Reasons for Designation
An enclosure castle is a defended residence or stronghold, built mainly of
stone, in which the principal or sole defence comprises the walls and towers
bounding the site. Some form of keep may have stood within the enclosure but
this was not significant in defensive terms and served mainly to provide
accommodation. Larger sites might have more than one line of walling and there
are normally mural towers and gatehouses. Outside the walls a ditch, either
waterfilled or dry, crossed by bridges may be found. The first enclosure
castles were constructed at the time of the Norman Conquest. However, they
developed considerably in form during the 12th century when defensive
experience gained during the Crusades was applied to their design. The
majority of examples were constructed in the 13th century although a few were
built as late as the 14th century. Some represent reconstructions of earlier
medieval earthwork castles of the motte and bailey type, although others were
new creations. They provided strongly defended residences for the king or
leading families and occur in both urban and rural situations. Enclosure
castles are widely dispersed throughout England, with a slight concentration
in Kent and Sussex supporting a vulnerable coast, and a strong concentration
along the Welsh border where some of the best examples were built under Edward
I. They are rare nationally with only 126 recorded examples. Considerable
diversity of form is exhibited with no two examples being exactly alike. With
other castle types, they are major medieval monument types which, belonging to
the highest levels of society, frequently acted as major administrative
centres and formed the foci for developing settlement patterns. Castles
generally provide an emotive and evocative link to the past and can provide a
valuable educational resource, both with respect to medieval warfare and
defence and with respect to wider aspects of medieval society. All examples
retaining significant remains of medieval date are considered to be nationally
The monument is a rare example of a castle controlled largely by a monastic
order. As such it testifies to the wealth, power and influence of the
Savignac and latterly Cistercian monks of Furness Abbey between the 12th -
16th centuries. The castle survives well, displays more than one building
phase, and possesses a keep of unusual form.
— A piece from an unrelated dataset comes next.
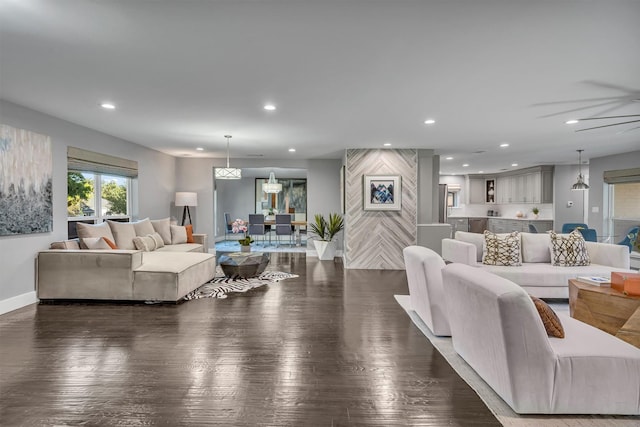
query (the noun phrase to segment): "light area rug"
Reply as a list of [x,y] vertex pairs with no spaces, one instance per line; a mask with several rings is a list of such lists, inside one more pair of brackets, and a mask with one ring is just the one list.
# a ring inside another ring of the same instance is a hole
[[[478,394],[498,421],[507,427],[639,427],[640,417],[617,415],[518,415],[453,349],[451,338],[431,333],[420,316],[411,309],[409,295],[395,295],[413,323],[444,356],[451,367]],[[568,312],[567,304],[551,304],[554,310]]]
[[278,283],[281,280],[298,277],[296,274],[283,271],[265,271],[258,277],[250,278],[228,278],[222,274],[219,268],[216,270],[216,277],[200,286],[198,289],[189,292],[183,300],[190,301],[201,298],[226,298],[232,292],[247,292],[251,289],[271,283]]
The monument is Piel Castle, located at the southern end of Piel Island
between Walney Island and the mainland. The castle is built of roughly
coursed stone collected from the beach, with its architectural features
constructed of red sandstone ashlar quarried in the vicinity of Furness Abbey.
The castle guarded the main approaches to the deep-water harbour outside
Barrow and includes a keep, gatehouse, inner and outer baileys, inner and
outer moat, curtain walls and towers. The keep is extremely unusual,
comprising three parallel compartments though the easternmost of these has
fallen into the sea and its walls now lie on the beach. It lay within an
inner ward, the south and east walls of which have also been eroded by the
sea. There are towers at the south-west, north-west and north-east corners of
the inner ward, the latter projecting north of the inner curtain wall. Access
to the inner ward is by a gatehouse in the west curtain wall. A dry moat some
10m wide by 2.5m deep flanks the north and west sides of the inner curtain.
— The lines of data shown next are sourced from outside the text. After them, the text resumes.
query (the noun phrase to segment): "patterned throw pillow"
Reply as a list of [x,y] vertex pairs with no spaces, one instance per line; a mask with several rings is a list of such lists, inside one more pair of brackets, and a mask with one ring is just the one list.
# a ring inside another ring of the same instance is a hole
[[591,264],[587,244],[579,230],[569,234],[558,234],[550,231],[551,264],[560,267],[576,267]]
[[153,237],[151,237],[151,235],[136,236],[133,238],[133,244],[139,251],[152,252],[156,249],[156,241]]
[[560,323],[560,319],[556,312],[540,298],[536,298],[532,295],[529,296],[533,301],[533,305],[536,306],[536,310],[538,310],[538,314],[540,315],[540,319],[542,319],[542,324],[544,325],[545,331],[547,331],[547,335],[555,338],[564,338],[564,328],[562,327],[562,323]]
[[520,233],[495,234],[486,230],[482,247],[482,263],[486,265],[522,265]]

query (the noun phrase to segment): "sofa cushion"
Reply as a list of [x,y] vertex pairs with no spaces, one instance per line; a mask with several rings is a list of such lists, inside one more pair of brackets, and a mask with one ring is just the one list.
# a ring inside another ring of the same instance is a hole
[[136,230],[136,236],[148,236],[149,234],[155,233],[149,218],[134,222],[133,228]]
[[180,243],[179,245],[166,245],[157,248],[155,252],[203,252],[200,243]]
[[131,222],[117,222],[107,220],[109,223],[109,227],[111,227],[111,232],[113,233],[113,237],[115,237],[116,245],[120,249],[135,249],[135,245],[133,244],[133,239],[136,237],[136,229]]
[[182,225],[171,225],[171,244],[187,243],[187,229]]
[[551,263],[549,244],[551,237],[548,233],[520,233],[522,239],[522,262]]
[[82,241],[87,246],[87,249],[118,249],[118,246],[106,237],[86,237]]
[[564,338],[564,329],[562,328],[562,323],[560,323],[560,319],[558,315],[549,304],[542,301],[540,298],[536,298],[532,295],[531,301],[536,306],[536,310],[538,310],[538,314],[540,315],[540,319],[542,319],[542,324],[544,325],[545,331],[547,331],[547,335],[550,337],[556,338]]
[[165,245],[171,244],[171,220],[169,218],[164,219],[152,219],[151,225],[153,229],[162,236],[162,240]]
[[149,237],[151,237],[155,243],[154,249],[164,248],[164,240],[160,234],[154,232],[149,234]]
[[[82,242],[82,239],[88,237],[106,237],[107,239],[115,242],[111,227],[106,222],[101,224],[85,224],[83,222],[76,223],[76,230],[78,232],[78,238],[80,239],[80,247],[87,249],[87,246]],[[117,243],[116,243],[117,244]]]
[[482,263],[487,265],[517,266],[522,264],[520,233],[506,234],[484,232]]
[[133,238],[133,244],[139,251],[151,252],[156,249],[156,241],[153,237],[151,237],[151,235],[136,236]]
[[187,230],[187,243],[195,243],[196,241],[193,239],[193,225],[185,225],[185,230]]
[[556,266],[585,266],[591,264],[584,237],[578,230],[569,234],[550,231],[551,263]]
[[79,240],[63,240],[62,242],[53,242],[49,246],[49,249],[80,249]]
Access from the outer ward to the gatehouse is now by a causeway but was
originally provided by a drawbridge. The outer curtain wall survives best
close to the north-east corner. On the western and north-western sides the
wall does not survive above foundation level, while remains of its southern
side lie tumbled on the beach.
There are towers at the south-west, north-west and north-east corners. The
former has short lengths of curtain wall attached and both this and the
north-east tower project slightly beyond the wall. Flanking the north and
west sides of the outer curtain is a dry moat up to 13m wide by 3m deep.
Within the outer ward, adjacent to the north-east tower, is the foundation of
a single freestanding building measuring some 10m by 6m traditionally referred
to as the chapel. Its original function, however, is unclear.
The original stronghold was erected for the monks of Furness Abbey in King
Stephen's reign (1135-54). The castle was besieged by Robert Bruce in 1316,
1317 and 1322. A licence to crenellate was granted in 1327 and construction
of the present castle is attributed to Abbot John Cockerham at about this
In 1403 Abbot John de Bolton is said to have found the cost of the castle's
upkeep beyond his means. About 1429 the castle was repaired and restored. In
1487 Lambert Simnel was proclaimed king here by his mercenary troops. The
castle had a short period of occupation and was ruinous by 1537. During the
mid-19th century the Duke of Buccleuch undertook renovations to the monument
including construction of sea defences which slowed the pace of erosion on the
southern and eastern sides of the castle. The family gave the island,
including the castle, to Barrow Corporation in 1918, and the monument was
taken into the guardianship of the Secretary of State the following year.
Piel Castle is a Grade I Listed Building.
All fences and English Heritage fittings, including railings and notice
boards, are excluded from the scheduling but the ground beneath these
features is included.
The site of the monument is shown on the attached map extract.
It includes a 2 metre boundary around the archaeological features,
considered to be essential for the monument's support and preservation.